Chad Burton, founder of the virtual-law-firm Burton Law, was recently invited to be a guest on The Legal Toolkit. Host Jared Correia was interested to hear more about Burton’s work with the virtual services he employs in his law firm. Burton finds them to be economical, easy, and effective. The Legal Toolkit is a Legal Talk Network program which invites experienced and forward-thinking lawyers to share a certain service, idea, or program, that they use in their practice, with their peers. Burton has found that going virtual has allowed him to better serve his clients with the best possible service and the lowest possible prices.
Listen here: Virtual Staffing: Implementation and Management
Burton Law uses virtual staffing to manage its phones, accounting, online documents, and secure delivery of email services. “What happens when you jump into this virtual staff world,” he explains, “is you are creating a different relationship with those you are working with.” You can pay by the hour, for example, allowing you to scale the work down to exactly what you need.
“It makes sense from a financial perspective,” Correia says, “how about from a workflow perspective?” Burton had a myriad of ways to maintain workflow with virtual staff. Video conferencing is a good way to keep all team members, on-site and virtual, connected. Especially when a process or aspect of the company changes, it’s good to schedule a conference. A screen share is an easy way to demonstrate new programs or tasks. “We also get together in person,” Burton says, “Just because we have this virtual label, [getting together] is still incredibly important.” These meetings don’t have to be formal. Burton Law has a package of tickets to the Dayton Dragons baseball games. This is a fun, informal way to get the virtual office together.
“There are a lot of creative ways to do it,” Burton says, “To still create the collaborative environment and a culture that is productive, even though it’s a ‘virtual arrangement.’”

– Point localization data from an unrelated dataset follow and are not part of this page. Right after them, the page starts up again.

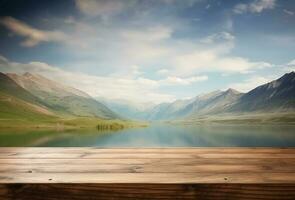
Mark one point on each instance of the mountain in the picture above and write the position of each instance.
(60, 99)
(214, 102)
(278, 95)
(17, 103)
(10, 87)
(128, 109)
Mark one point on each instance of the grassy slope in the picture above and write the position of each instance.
(16, 113)
(20, 109)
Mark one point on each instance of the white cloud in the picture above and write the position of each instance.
(289, 12)
(289, 67)
(163, 71)
(32, 36)
(256, 6)
(250, 83)
(103, 8)
(214, 61)
(136, 89)
(173, 80)
(218, 37)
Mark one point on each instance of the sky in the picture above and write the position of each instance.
(149, 50)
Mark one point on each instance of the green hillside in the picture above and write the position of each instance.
(62, 99)
(15, 111)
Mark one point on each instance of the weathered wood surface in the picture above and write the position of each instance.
(175, 173)
(147, 191)
(177, 165)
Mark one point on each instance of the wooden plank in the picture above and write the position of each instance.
(199, 150)
(147, 191)
(196, 165)
(142, 178)
(135, 155)
(159, 161)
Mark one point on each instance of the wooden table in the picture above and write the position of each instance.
(172, 173)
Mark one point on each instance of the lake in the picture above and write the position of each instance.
(158, 135)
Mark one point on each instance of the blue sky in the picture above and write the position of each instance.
(149, 50)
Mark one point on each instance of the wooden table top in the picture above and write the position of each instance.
(152, 165)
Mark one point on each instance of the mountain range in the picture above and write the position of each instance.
(275, 96)
(32, 95)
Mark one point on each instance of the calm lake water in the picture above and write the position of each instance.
(159, 135)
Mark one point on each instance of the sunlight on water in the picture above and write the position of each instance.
(159, 135)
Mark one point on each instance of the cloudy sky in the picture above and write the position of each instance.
(149, 50)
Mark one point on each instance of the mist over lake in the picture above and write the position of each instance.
(159, 135)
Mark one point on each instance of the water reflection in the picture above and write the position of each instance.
(159, 135)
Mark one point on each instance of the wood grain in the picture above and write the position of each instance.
(130, 173)
(147, 191)
(172, 165)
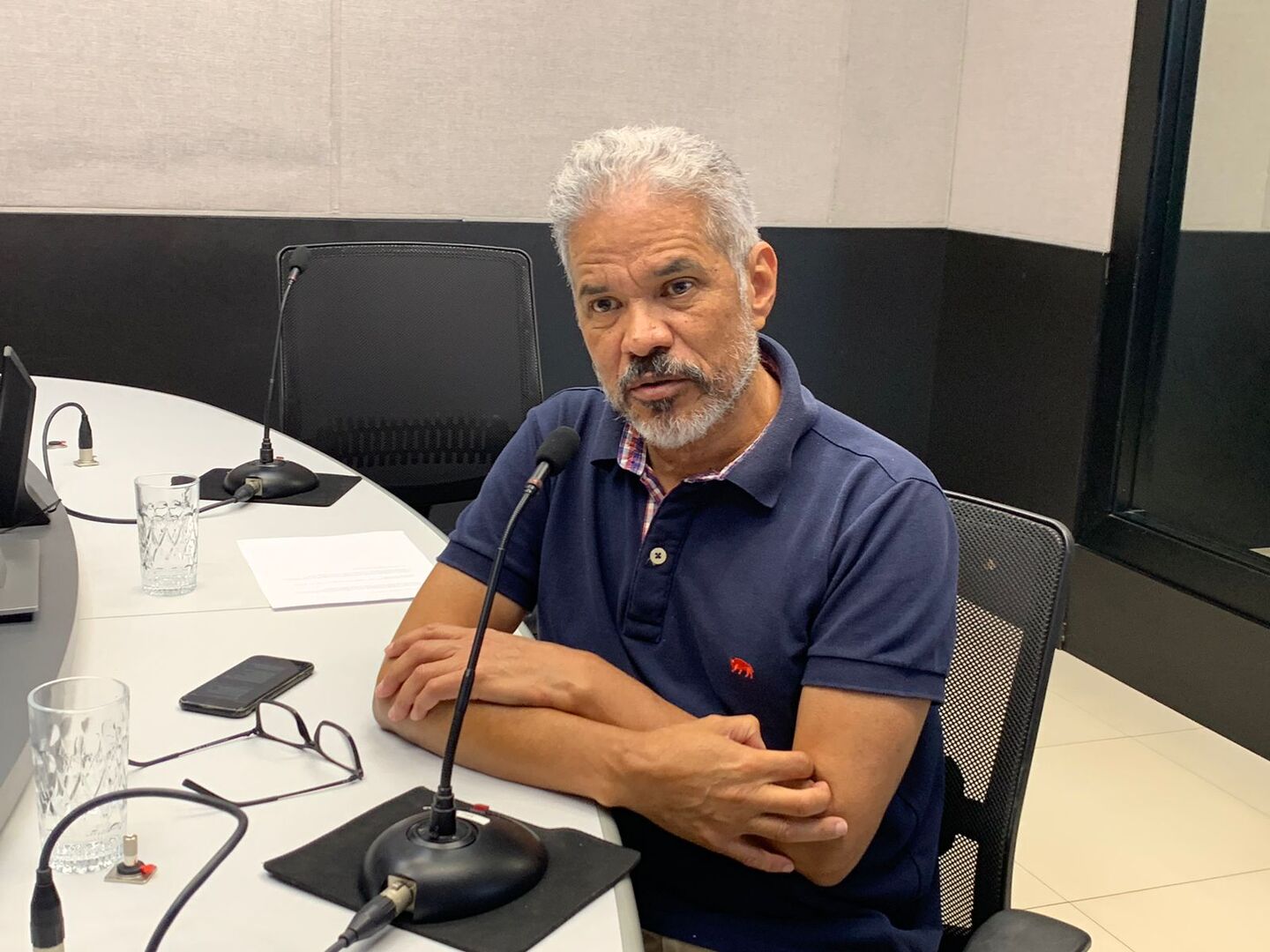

The host wrapped up the interview with a more general question: “What would you say to those attorneys and law firms who see some of the advantages of virtualization, but they’re just not quite ready to take the next step?” he asks. Burton recommends to start by doing a general overview of your practice and start looking for the challenges. Burton’s initial issue was bringing all the paperwork he needed on vacation with his family. He looked into cloud based solutions, and found something that allowed him to be more mobile, with less paper, and address the challenge. “You think, look if I could change this, what would I do?” Burton says, “and then you find what’s out there.” Start doing the research because chances are there is a solution to the problem. When you turn your practice into your best practice, your clients will notice. “You don’t have to become a ‘virtual practice.’” Burton says, “but if that makes it easier on you, you’ll be able to serve your clients better.”